La gouvernance dans la plupart des entreprises publiques et à participation publique inquiète plus d’un. La raison est qu’il s’observe que la finance ne se porte pas bien dans ces dernières. Elles ne se développent pas au même rythme que les entreprises privées.
Les exemples sont légion. La Sosumo, une société qui a le monopole de production et de commercialisation du sucre n’évolue pas au rythme souhaité par le personnel qui y preste.
Jean Marie Vianney Niyongabo, Journaliste.
Elle ne parvient même pas à satisfaire la demande locale et cette situation se présente au moment où elle est vieille de 38 ans. Bref, elle ne grandit pas. Cela n’arrive pas seulement à la Sosumo.
La situation financière est devenue de plus en plus un casse-tête dans pas mal d’entreprises publiques et à participation publique jusqu’ à ce qu’elles ne parviennent même plus à payer les dividendes de l’Etat.
Au mois de mai 2024, le ministère en charge des finances a fait savoir que plusieurs entreprises publiques ou mixtes n’ont jamais versé leurs dividendes.

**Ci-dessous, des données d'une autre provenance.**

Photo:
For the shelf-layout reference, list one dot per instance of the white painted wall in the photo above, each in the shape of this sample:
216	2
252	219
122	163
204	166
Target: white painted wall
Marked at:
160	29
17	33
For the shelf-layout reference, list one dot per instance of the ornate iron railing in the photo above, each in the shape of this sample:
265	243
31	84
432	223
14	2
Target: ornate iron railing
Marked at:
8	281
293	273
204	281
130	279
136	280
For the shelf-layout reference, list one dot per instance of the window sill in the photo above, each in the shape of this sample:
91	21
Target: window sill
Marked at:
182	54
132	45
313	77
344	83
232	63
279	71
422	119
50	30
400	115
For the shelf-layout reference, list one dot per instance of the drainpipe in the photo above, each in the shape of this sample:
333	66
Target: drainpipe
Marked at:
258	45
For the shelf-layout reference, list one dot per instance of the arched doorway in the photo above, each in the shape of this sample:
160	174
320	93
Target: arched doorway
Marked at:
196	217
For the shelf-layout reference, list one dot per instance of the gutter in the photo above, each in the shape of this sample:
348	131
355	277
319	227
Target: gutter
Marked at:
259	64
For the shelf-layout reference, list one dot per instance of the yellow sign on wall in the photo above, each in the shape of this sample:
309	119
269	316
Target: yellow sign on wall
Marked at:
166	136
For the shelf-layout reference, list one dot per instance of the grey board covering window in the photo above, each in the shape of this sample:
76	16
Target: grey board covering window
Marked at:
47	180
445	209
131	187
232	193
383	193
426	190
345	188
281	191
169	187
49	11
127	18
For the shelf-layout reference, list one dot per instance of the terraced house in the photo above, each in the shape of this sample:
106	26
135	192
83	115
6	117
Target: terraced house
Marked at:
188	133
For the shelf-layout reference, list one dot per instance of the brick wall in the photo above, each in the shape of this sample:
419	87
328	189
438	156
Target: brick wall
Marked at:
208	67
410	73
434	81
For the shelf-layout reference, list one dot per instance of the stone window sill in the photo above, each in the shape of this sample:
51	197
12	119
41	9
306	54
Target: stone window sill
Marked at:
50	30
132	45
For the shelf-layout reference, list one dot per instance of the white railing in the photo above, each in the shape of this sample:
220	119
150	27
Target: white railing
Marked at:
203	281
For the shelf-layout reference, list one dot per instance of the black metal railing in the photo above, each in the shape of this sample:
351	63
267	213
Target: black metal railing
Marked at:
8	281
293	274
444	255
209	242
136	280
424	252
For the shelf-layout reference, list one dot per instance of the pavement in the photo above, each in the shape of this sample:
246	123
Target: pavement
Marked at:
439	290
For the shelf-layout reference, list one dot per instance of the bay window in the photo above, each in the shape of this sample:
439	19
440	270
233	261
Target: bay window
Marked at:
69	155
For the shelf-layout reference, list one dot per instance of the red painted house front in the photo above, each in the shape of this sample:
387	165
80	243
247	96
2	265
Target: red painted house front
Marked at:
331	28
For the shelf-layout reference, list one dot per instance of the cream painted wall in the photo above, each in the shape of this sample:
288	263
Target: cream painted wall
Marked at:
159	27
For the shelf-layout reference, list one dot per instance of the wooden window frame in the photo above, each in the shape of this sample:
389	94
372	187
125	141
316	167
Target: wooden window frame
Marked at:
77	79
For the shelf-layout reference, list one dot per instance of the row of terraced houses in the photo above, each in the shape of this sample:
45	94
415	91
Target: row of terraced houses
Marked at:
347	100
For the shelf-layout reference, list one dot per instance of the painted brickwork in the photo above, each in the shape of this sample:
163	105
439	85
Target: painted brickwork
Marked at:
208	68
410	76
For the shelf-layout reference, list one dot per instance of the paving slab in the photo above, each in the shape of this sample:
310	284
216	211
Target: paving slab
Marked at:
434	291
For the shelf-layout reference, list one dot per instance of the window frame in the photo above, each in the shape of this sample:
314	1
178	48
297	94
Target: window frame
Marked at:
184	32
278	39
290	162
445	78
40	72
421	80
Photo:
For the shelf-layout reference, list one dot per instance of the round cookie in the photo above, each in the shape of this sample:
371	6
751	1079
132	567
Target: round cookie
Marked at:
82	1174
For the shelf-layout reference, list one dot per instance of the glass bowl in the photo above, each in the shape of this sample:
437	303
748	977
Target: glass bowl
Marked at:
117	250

Parmi ces entreprises figuraient des acteurs majeurs tels que l’Onatel (Office national des télécommunications), la Camebu (La Centrale d’achat des médicaments essentiels, des dispositifs médicaux et des produits et matériels de laboratoire du Burundi), la Cogerco (Compagnie de gérance du coton), la Lona (Loterie nationale du Burundi), l’Onatour (Office national de la tourbe), l’Otraco (Office des transports en commun) et l’Hôtel Source du Nil. En tout, ce sont plus de dix-sept entreprises qui sont concernées.
On a expliqué que l’origine de cette situation était que certaines entreprises ont enregistré des résultats négatifs, les empêchant de verser des dividendes. Il a ajouté que pour d’autres entreprises, les conseils d’administration n’ont pas tenu les réunions nécessaires pour décider des dividendes à verser à l’Etat.
Nestor Ntahontuye, premier ministre rappelle que l’Etat a investi dans la création des sociétés publiques et à participation publique dans le but de stimuler le développement socio-économique du pays.
Ces entités devraient, selon lui, générer de l’emploi, contribuer au fisc et verser des dividendes à l’Etat. Toutefois, il déplore le fait qu’un rapport du ministère des Finances montre que la majorité de ces entreprises souffrent de faiblesses structurelles et opérationnelles qui limitent leur rentabilité, leur solvabilité et leur contribution aux finances publiques.
Cette situation est déplorable. Le gouvernement devrait s’impliquer énergiquement dans la gestion des entreprises publiques et à participation publique pour inverser la tendance, car les fonds injectés dans le fonctionnement de ces entreprises proviennent des recettes payées par les contribuables à travers les taxes et les impôts.
Il devrait y placer des hommes qu’il faut à la place qu’il faut et faire des évaluations régulières sur leur fonctionnement comme cela se fait dans les entreprises privées. Les gestionnaires incapables devraient être remplacés par ceux dont la compétence est avérée, car il y en a à tire larigot. Les dilapidateurs devraient être sanctionnés conformément à la loi.